4.  One cannot help but recognize that some nations have problems in terms of the regulations, rules, laws and statutes they have created, especially if abundant 'lawlessness' is apparent in specific areas. It doesn't take wisdom to see that when laws are being enforced it is against a minority or that laws are being created due to influences by lobbyists that are undemocratic. The difficulty is when the minority is actually the majority and laws are being enforced against them. At that time the majority is entitled to make changes to the system under which they live. If the representatives ignore the majority, then there are consequences, from losing office to more severe ones.

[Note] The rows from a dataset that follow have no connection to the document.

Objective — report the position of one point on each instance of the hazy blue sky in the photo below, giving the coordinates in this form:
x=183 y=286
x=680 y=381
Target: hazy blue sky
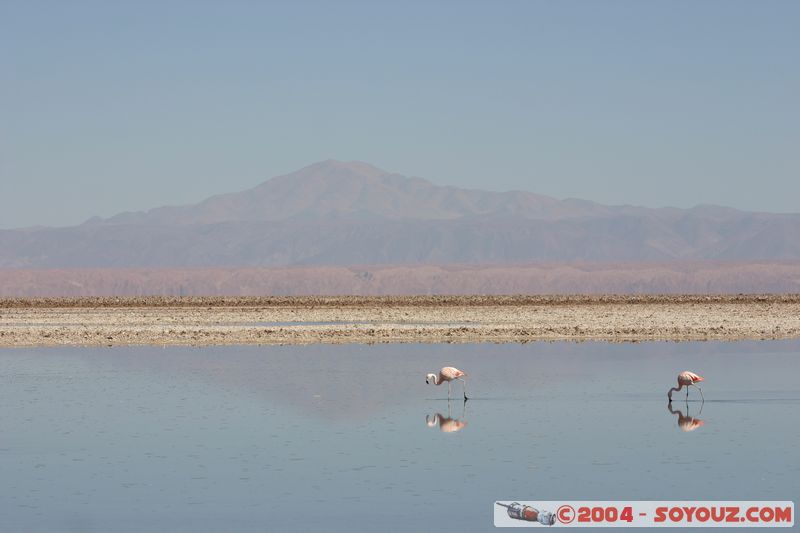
x=112 y=106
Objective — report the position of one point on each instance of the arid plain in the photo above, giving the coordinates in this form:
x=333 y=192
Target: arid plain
x=302 y=320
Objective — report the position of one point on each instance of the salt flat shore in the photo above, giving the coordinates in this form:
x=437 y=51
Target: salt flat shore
x=303 y=320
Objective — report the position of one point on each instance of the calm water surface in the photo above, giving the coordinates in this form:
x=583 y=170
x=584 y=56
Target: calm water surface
x=348 y=438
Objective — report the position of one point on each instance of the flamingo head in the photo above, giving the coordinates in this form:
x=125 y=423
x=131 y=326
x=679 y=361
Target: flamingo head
x=690 y=424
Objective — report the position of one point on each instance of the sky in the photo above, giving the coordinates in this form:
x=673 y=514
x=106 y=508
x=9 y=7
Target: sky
x=114 y=106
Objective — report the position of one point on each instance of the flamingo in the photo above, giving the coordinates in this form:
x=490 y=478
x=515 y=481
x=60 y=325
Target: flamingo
x=448 y=374
x=686 y=379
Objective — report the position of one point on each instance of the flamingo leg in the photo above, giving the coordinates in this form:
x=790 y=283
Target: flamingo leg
x=701 y=393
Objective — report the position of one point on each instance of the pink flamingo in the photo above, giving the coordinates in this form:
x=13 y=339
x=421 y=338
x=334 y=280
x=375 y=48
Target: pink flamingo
x=448 y=374
x=687 y=379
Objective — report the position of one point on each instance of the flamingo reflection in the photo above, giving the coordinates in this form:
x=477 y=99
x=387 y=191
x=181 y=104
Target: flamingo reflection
x=688 y=422
x=447 y=424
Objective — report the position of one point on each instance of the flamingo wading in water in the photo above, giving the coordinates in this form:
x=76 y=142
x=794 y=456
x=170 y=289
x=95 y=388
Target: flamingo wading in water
x=687 y=379
x=448 y=374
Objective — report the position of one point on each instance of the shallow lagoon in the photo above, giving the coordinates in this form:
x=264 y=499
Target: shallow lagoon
x=346 y=438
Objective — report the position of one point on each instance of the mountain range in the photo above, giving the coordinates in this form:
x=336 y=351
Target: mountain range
x=352 y=213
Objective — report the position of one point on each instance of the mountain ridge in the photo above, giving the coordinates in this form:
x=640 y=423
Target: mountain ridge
x=340 y=213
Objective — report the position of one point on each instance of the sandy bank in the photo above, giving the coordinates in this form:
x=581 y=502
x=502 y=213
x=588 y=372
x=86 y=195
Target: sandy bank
x=301 y=320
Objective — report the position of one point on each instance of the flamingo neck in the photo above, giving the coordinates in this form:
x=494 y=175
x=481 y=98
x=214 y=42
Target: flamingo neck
x=674 y=389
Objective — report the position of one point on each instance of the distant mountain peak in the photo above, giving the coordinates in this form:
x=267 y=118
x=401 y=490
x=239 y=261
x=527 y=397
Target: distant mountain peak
x=351 y=212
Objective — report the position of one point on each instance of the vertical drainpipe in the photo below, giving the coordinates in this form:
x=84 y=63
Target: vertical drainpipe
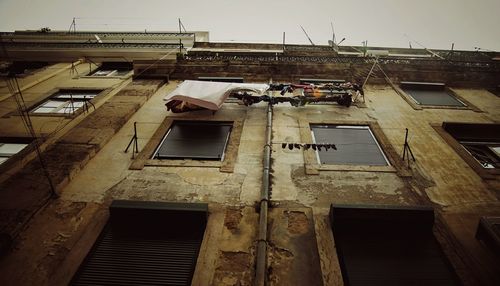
x=261 y=260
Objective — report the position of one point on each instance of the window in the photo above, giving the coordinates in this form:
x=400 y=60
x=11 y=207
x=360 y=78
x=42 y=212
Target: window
x=66 y=102
x=432 y=94
x=355 y=145
x=201 y=140
x=481 y=141
x=488 y=231
x=112 y=69
x=8 y=150
x=22 y=68
x=320 y=81
x=146 y=243
x=389 y=245
x=220 y=79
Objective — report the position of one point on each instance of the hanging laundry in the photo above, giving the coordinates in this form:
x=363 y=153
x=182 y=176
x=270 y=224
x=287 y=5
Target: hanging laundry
x=194 y=95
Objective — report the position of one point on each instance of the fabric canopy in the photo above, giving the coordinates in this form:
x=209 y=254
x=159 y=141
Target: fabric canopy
x=210 y=95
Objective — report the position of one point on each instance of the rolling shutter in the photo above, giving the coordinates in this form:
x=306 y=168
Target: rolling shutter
x=195 y=140
x=355 y=145
x=430 y=94
x=146 y=243
x=389 y=246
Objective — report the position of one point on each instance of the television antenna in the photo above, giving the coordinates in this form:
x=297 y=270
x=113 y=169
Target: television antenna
x=307 y=36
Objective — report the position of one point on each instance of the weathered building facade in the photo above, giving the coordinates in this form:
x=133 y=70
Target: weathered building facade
x=273 y=205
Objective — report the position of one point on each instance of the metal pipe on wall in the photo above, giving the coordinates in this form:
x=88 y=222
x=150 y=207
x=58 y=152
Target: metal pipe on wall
x=261 y=260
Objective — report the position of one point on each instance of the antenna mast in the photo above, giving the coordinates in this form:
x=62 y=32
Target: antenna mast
x=307 y=36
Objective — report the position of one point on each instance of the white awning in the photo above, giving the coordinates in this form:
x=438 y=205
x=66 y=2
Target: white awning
x=211 y=95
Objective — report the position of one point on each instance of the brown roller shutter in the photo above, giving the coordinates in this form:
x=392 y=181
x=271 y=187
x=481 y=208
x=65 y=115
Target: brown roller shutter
x=195 y=140
x=146 y=243
x=383 y=245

One example of this shortcoming relates to the use of marijuana. More than half the populations of the USA and Canada have tried this presently illegal substance, yet the people seldom see themselves as criminals for having done so or as supporting a criminal activity. Therefore the laws against the use of it are unjust and without majority support and need to be changed, unless of course we all accept the existing government and legal system premise that everyone in these respective societies should be a criminal if we have done something outside the nation's law. This point is undermined by the number of political leaders and representatives who have used the substance in question. It shows that both the legal and judicial system are out of integrity with the society they claim to represent.

In examining the history of why marijuana was made illegal it becomes apparent that there was never a public consensus, so democratic process was non-existent and the rights of the majority have been subverted by a minority. Special interests were allowed to impose their 'solution' (which appears to have provided a benefit to them) on the majority without first obtaining their consent. As was noted earlier this is only one example. There are many other issues where the democratic process of asking the members of the society whether they approved of the change or not was asked or implemented.